Let the Lord speak to you in your solitude. Create a space that is your sanctuary. Praise Him there in your thoughts and glorify Him for what He has revealed to you that day. In this way, you will learn worship.
May the Lord bless you with an increased depth of perception. May you become enraptured by the wonders He has made. As you witness life, may it purify your own. In this way, you will learn serenity.
On the path of receiving from the Lord, you may be tempted to prove yourself worthy. In my forest, I was. On its entrance, there was a high gateway of fallen branches. I made jumping it a test of my worthiness. Over time the branches fell lower and lower till I was able to simply walk through to enter. Others would not have been able to enter and follow before, but after the gate was opened, the veil was torn, and the way was made clear. In this way, I learned mercy, but not yet the vast richness of the grace of Christ. It was for me a foretaste.

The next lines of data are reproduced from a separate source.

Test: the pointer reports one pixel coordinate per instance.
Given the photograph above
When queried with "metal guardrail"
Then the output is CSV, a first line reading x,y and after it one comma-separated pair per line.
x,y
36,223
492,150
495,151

Also on this path of receiving from the Lord, I made a vow. I swore my allegiance before the earth, sky, and sun, my only witnesses, that I would hold true to the Beauty He showed me there in my forest. Though I know Jesus says to not make them, Matthew 5:34, I found that when made as a response to God, they are a lifelong joy. Much like a marriage, I vowed my adherence and faithfulness to Him. I leave this up to whatever seems right to you and your relationship with God. I am only telling you to make you aware, not as a directive. Such vows make a man, but as in Ecclesiastes 5:5, “It is better not to make a vow than to make one and not fulfill it.”
May the Maker of heaven and earth be ever with you. May you find solace beneath His wings. For surely such joy and peace you find there will be found nowhere else.